Mapping Land Naturalness from Sentinel-2 using Deep Contextual and Geographical Priors
Burak Ekim, Michael Schmitt
TL;DR
This work tackles the problem of mapping land naturalness under extensive modern human impact using a single Sentinel-2 image. It introduces a multi-modal deep learning framework that fuses patch-level data with broad contextual tiles and cyclic coordinate encodings to capture spatial dependencies and geographic continuity. An Autoencoder captures context, while a UNet-based regressor predicts a pixel-wise naturalness map by concatenating latent representations from the patch, context, and coordinates.
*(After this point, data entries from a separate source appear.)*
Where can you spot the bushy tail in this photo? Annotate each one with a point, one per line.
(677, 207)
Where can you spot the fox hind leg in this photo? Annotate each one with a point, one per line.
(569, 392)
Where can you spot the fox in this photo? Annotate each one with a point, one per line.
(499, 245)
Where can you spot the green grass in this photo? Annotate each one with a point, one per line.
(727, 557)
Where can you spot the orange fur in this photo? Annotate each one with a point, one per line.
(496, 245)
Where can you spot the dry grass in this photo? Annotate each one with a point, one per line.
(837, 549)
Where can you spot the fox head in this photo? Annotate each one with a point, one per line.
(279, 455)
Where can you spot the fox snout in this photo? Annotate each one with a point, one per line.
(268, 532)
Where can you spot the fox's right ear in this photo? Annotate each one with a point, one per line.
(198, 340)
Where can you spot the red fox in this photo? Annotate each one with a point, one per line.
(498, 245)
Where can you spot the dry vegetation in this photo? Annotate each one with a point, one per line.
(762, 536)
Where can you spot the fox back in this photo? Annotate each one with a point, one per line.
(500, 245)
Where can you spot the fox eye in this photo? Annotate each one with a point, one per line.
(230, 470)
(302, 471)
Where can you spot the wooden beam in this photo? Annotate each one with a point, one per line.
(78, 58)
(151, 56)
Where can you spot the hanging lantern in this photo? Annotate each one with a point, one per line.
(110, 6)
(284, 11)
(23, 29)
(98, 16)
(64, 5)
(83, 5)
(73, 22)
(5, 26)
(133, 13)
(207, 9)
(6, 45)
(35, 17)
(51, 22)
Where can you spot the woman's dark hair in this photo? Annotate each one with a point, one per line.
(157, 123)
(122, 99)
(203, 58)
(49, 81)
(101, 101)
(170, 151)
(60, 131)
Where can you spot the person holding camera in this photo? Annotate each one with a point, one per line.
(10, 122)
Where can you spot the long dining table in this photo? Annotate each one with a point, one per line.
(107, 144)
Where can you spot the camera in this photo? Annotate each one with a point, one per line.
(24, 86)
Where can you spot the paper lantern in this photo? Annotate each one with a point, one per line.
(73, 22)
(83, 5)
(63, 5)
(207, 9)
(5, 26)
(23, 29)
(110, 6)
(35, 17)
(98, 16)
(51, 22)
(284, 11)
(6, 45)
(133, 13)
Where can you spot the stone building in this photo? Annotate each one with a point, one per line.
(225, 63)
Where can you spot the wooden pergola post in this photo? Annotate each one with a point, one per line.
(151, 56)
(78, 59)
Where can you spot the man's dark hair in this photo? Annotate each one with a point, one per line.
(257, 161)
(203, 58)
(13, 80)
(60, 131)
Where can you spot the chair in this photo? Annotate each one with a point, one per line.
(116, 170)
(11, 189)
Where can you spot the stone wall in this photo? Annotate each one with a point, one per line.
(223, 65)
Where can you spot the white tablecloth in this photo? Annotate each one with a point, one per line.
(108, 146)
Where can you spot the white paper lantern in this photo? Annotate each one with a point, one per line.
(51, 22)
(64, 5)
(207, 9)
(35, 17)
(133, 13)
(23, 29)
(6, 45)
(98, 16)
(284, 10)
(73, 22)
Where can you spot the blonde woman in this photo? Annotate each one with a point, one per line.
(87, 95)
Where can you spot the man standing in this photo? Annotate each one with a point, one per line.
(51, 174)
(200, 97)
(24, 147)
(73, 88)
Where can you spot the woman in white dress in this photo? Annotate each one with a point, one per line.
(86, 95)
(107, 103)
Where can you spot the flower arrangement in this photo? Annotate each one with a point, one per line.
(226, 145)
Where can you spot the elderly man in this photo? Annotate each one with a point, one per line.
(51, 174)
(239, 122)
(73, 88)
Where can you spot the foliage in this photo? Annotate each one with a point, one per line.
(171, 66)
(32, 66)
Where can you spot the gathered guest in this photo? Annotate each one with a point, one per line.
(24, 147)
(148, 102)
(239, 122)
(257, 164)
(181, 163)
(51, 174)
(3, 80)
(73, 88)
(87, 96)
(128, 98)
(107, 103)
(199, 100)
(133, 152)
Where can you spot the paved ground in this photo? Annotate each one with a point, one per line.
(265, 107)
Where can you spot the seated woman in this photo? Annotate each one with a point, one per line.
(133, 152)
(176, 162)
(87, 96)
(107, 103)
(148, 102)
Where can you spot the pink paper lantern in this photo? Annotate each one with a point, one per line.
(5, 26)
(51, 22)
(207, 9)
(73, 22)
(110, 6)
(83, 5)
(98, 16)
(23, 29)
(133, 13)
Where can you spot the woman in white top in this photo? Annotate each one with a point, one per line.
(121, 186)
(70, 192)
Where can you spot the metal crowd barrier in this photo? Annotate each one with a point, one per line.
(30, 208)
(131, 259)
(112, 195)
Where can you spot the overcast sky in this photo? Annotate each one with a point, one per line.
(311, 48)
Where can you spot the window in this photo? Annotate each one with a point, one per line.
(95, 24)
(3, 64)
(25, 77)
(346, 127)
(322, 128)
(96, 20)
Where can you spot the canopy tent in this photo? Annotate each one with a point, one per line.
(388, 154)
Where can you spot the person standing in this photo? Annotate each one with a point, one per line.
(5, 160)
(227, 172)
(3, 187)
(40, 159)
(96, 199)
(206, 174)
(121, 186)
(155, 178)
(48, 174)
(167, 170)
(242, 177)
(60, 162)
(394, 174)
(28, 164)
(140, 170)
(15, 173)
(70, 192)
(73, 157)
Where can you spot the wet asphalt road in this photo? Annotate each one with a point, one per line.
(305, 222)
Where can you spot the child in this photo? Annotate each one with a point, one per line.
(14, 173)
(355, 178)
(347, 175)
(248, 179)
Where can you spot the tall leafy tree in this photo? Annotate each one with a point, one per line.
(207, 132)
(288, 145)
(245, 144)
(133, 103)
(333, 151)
Experiments on the MapInWild dataset show notable improvements over a baseline UNet when incorporating coordinates and context, enabling dense, high-resolution naturalness mapping that supports conservation planning and environmental stewardship.
Abstract
In recent decades, the causes and consequences of climate change have accelerated, affecting our planet on an unprecedented scale. This change is closely tied to the ways in which humans alter their surroundings. As our actions continue to impact natural areas, using satellite images to observe and measure these effects has become crucial for understanding and combating climate change. Aiming to map land naturalness on the continuum of modern human pressure, we have developed a multi-modal supervised deep learning framework that addresses the unique challenges of satellite data and the task at hand. We incorporate contextual and geographical priors, represented by corresponding coordinate information and broader contextual information, including and surrounding the immediate patch to be predicted. Our framework improves the model's predictive performance in mapping land naturalness from Sentinel-2 data, a type of multi-spectral optical satellite imagery. Recognizing that our protective measures are only as effective as our understanding of the ecosystem, quantifying naturalness serves as a crucial step toward enhancing our environmental stewardship.